Now, my dad can’t punish me by taking away my shows. Instead, he just shuts down. He’ll give me the silent treatment, refusing to communicate; he’ll sometimes answer the phone and say, “Just a moment” before passing the phone to my mother. Over Christmas, he didn’t talk to me for the week I came home because he didn’t like the dress I was wearing. (Too short; too bright.) Three months ago, he refused to talk to me because I was planning a trip to Thailand (“Why can’t you wait until I’m dead and then go to all these dangerous places?”). The worst one was two years ago, when I finally told him about my boyfriend: he’s white, he’s significantly older, and he’s not a guy my dad handpicked.

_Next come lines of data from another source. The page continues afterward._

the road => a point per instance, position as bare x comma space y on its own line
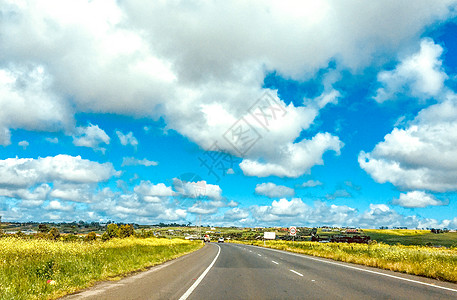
233, 271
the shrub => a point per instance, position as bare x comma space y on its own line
112, 230
105, 236
91, 236
126, 231
70, 237
54, 233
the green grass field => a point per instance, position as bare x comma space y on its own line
438, 263
412, 237
26, 266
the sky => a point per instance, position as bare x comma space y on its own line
229, 113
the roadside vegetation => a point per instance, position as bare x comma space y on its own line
413, 237
44, 268
437, 263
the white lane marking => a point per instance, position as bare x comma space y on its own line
196, 283
299, 274
363, 270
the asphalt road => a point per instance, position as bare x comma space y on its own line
232, 271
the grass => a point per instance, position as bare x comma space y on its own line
27, 265
437, 263
412, 237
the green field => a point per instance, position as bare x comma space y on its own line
438, 263
413, 237
27, 265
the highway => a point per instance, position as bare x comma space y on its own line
233, 271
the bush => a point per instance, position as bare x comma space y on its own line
105, 236
70, 237
91, 236
54, 233
112, 230
126, 231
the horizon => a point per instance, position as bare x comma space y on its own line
293, 114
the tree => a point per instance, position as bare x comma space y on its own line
126, 231
112, 230
54, 233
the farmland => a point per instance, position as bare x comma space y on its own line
42, 269
438, 263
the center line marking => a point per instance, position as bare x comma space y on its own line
197, 282
296, 272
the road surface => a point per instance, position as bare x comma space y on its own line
233, 271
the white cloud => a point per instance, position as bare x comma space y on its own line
294, 160
153, 192
28, 102
127, 139
26, 172
177, 71
52, 140
73, 192
23, 144
341, 193
272, 190
91, 136
423, 155
235, 214
311, 183
131, 161
419, 75
197, 189
56, 205
417, 199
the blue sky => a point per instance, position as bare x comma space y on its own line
269, 114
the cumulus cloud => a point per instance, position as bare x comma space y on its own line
272, 190
417, 199
197, 189
73, 192
28, 102
132, 161
311, 183
423, 155
52, 140
23, 144
341, 193
153, 192
127, 139
91, 136
56, 205
297, 159
420, 75
152, 59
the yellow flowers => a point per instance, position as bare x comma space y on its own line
439, 263
43, 269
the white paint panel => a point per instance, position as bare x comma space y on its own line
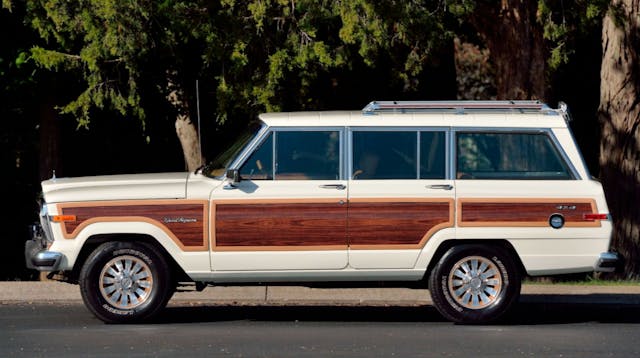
278, 260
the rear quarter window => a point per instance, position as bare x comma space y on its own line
509, 156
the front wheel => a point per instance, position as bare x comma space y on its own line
123, 282
474, 284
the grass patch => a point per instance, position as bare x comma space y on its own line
588, 279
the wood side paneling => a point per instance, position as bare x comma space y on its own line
284, 225
522, 212
185, 222
377, 224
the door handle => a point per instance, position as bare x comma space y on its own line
440, 186
334, 186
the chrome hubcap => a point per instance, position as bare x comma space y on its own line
126, 282
475, 282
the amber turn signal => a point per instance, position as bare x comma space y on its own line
63, 218
594, 217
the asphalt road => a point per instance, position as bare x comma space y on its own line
537, 328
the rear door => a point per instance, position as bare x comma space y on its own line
399, 195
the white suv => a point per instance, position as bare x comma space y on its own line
464, 197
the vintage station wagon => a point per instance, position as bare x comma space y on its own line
462, 197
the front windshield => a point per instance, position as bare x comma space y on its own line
218, 166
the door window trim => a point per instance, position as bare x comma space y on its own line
269, 130
448, 170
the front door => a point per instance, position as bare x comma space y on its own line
289, 211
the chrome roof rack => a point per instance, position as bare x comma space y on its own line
457, 107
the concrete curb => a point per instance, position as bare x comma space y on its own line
32, 292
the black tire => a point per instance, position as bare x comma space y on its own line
474, 284
124, 282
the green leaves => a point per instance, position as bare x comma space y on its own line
258, 54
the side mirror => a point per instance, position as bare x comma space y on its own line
233, 175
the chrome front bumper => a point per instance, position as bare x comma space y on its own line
36, 255
608, 262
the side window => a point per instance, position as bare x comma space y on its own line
384, 155
432, 155
259, 166
508, 156
307, 155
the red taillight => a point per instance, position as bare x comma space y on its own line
594, 217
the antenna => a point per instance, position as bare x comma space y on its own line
198, 114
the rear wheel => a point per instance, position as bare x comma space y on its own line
474, 284
124, 282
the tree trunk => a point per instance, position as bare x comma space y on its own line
190, 142
515, 41
619, 114
186, 131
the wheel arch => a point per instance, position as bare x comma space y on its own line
94, 241
448, 244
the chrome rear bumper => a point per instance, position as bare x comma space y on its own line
608, 262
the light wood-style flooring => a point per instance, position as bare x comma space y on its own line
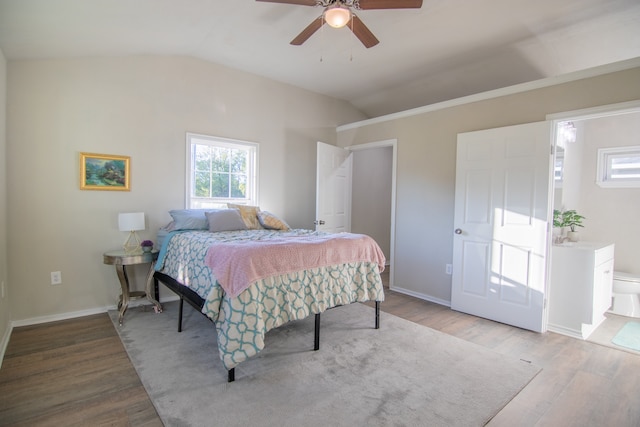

He iced me out for three months.
But it’s rarely just the silent treatment, and that feels even worse. He sometimes grabs the phone when I call and gives me monosyllabic answers in language more formal than one would offer their only daughter. “Are you well?” he’ll ask, in his most flat, disaffected tone. Instead of just ignoring me entirely, he’ll give me a small glimpse into his well-being—just enough to know that he’s mad, just enough to ensure that I won’t feel whole until he gets over it. It doesn’t lasts, but it’s always crushing.
I never feel more than a breath away from temporary disownment.